Though it was the product of a jazz department, Super Trick is more of a jazz-funk fusion record than a straitlaced jazz album. The record's centerpiece, "Bull City Party," is still one of the best songs about Durham. It's a strutting number written by Baird, Byrd, and another collaborator named Brian Williams. Its chorus boasts an irresistible refrain of, "We're gonna have a Bull City party/While you watch your funky eagle fly," nodding to Central's avian mascot.

Three of Super Trick's six songs—"Hey Girl," "You & I," and its title track—were all written by some combination of the trio Baird had recruited from western North Carolina; when Clyde, Mills, and Duckett entered the program, they already had a wealth of material for a record. From top to bottom, though, Super Trick endures as a marvelous effort.

At the time of N.C.CU.'s greatest prominence, Ira Wiggins, who's served as the university's director of jazz studies since 1986, was a junior at Central. Though he wasn't in the band himself, he knew most of its members, and Baird was one of his professors.

"They were probably the best in the school at that time in the program," he remembers.

The band proved to be an effective showcase of N.C. Central's musical might, as well as a powerful recruiting tool as the band toured the United States. Eventually, Baird says, the little program in Durham began getting applications from aspiring students in Arizona, Canada, and beyond.

New Central Connection Unlimited continued to bear fruit beyond spotlighting Central's jazz department. For bassist Aaron Mills, his involvement with the band and the university was the linchpin in building a serious, lifelong career as a musician.

"It gave me wings to fly. It enabled me to be able to adapt to jazz as well as funk or R & B. I'm a funk player by nature, but it enabled me to be able to meet other musicians that play well," he says.

As the band wound down, Mills connected with another musician he'd met on tour who was also on the lookout for new projects.

That friend, Larry Blackmon, recruited Mills to play bass for Cameo—Mills played bass on the massive mid-eighties hits "Word Up!" and "Candy." Outkast tapped Mills for the seminal Stankonia and Speakerboxxx/The Love Below; his other credits include appearances on Cee-Lo Green... Is the Soul Machine and Gwen Stefani's Love. Angel. Music. Baby. Mills maintains that Central's jazz program taught him the flexibility he needed to survive as a professional musician.

"If you go out in the world, you don't know where you're going to make it. It might be jazz, it may be R & B, it may be country and western. But it prepares you," he says.

He's still close with Baird and another band member, Marion Wiggins, who played trumpet, flugelhorn, and an Oberheim synthesizer on Super Trick.
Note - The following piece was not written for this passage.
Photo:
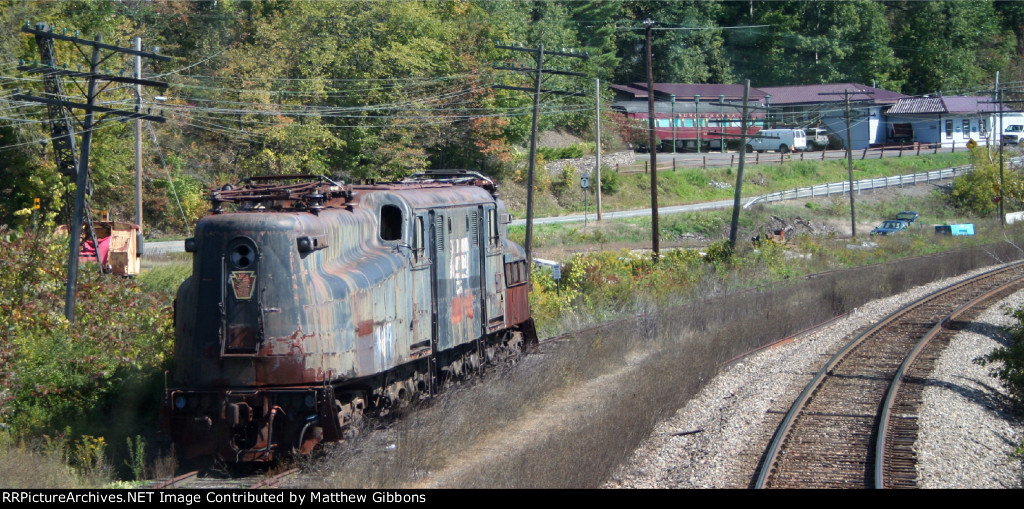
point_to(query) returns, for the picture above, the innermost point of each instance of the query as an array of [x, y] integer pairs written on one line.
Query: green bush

Wiggins has remained an active participant in music himself, and he now runs Playground Studios in Durham.

Super Trick might not be a widely recognized jazz or funk LP, but it did fairly well at the time. The June 4, 1977, issue of Billboard featured Super Trick as a top soul album pick, and it eventually crept up to No. 18 on the chart, surprising almost everyone involved with the group.

These days, Super Trick isn't hard to find. Discogs lists several dozen copies available for less than ten bucks each, and dedicated local diggers may occasionally find copies at places like Carolina Soul and Bull City Records. But the promising outfit fizzled out within a year or two of the release of Super Trick. According to Mills, the dissolution was mostly caused by disagreements about business and the band's direction. But, as Ira Wiggins says, N.C. Central's jazz department still has a lot of love for New Central Connection Unlimited.
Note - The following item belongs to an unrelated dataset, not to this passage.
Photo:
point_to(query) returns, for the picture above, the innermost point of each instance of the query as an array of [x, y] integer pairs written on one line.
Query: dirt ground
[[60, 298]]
"We're standing on the shoulders of those musicians, and it's a pleasure to take it forward. It's an obligation," he says. "We take great pride in trying to build on something that was started, and trying to maintain it. It's really special."

In the forty years since Super Trick's release, N.C. Central's jazz department has become one of the college's crown jewels. It just needed those early funky eagles to fly out of the nest first.